After a review by The Jerusalem Post, it appears that the story is true and that, carefully read, the two denials do not even specifically deny the statements attributed to Netanyahu as much as they deny the statements made by senior Likud officials.

It must also be kept in mind that Yisrael Hayom is an overtly pro-Netanyahu newspaper, which has strong access to the prime minister and his supporters and which would not likely manufacture a story that had not been proposed by the Netanyahu side.

So if the story is true, why the denials?

It appears that originally, Netanyahu’s camp thought there were benefits in assuring voters that a vote for Netanyahu meant a vote for a prime minister who will stay in office – as well as benefits in pressuring Mandelblit to push off his decision without Netanyahu himself explicitly saying that.

But the best laid plans of mice and men often go awry, and it appears that once Netanyahu and Likud officials saw the story and how it played out, they realized they had overplayed their hand.

However, the truth is they should have known beforehand that pressuring Mandelblit is a losing game.

Mandelblit is not just any attorney-general, but came to the post after serving as one of the longest IDF military advocates-general in recent memory. In that post, he aggressively prosecuted ethical issues in the IDF, such as against Maj.-Gen. (res.) Yiftah Ron-Tal regarding a complex question of his use of IDF subsidies to pay his rent.

Mandelblit did not flinch, despite the intense pressure against going after a member of the IDF’s high command.

Between that post and serving as Netanyahu’s cabinet secretary from 2013 until early 2016, he would be a heavyweight with many of his own supporters in the legal and defense establishment, even without the title of attorney-general.

Attacking such a man either gets you nowhere or encourages him to move forward with the indictment announcement with a view that the rule of law has now been put at risk.
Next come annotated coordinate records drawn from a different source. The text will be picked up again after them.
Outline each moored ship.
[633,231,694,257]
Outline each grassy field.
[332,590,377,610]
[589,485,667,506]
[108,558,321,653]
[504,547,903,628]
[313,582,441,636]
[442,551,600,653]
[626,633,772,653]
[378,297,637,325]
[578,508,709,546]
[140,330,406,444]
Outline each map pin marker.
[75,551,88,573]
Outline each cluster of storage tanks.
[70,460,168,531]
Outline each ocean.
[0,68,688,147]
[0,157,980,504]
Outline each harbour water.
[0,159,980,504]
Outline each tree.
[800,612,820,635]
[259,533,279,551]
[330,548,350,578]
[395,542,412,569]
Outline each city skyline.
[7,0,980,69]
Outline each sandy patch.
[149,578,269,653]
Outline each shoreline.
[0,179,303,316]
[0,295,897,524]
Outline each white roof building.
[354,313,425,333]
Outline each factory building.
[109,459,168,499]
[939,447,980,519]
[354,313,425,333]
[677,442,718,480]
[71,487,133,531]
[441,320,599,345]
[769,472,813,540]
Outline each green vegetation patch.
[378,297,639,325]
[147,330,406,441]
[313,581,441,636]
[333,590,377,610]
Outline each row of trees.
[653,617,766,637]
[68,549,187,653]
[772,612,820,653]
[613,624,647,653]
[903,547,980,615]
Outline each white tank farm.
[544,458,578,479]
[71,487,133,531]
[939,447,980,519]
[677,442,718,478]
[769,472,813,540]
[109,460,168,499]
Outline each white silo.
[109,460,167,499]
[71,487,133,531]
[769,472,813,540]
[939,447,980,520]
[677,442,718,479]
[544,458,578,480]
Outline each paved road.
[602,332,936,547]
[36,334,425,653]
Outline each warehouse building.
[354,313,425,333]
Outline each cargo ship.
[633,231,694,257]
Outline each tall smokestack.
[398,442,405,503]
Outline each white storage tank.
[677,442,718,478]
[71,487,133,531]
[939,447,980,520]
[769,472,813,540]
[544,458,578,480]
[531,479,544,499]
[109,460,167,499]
The same could be true about the High Court.

If, as expected, Netanyahu is eventually indicted, and if he refuses to resign, the High Court is more likely to force him out if they view him as not only guilty, but also a threat to the rule of law, than they would for a prime minister who they view as defending the legal establishment.

What is also surprising is that one would think that those contemplating the pressure strategy would have learned from the same failed attempt against former police chief Roni Alsheich.

Netanyahu and Alsheich were not always enemies. Ironically, the prime minister had to almost beg him to take the job, as Alsheich had been number two in the Shin Bet (Israel Security Agency) and wanted the top job there.

Early in his term, Alsheich took pains to protect the Netanyahu family, facing criticism from the media and Mandelblit when he almost covered up the police recommendation to indict Sara Netanyahu in the “Prepared Food Affair.”

However, a series of events with each side offending the other, including public attacks by Netanyahu and his supporters on Alsheich, eventually led to complete alienation. This meant that when the police recommended indicting Netanyahu for bribery in cases 1000 and 2000 this past February and in Case 4000 a few weeks ago, it did it loudly and fiercely.

All that the attacks on Alsheich did were to get him dedicated to making sure that all police recommendations against Netanyahu were publicized before the police chief left office.

Mandelblit has been coy about whether he will make his decision before the election.

But attacking him now will do nothing or will even make matters worse, both before him and possibly before the High Court as well, if it comes to that.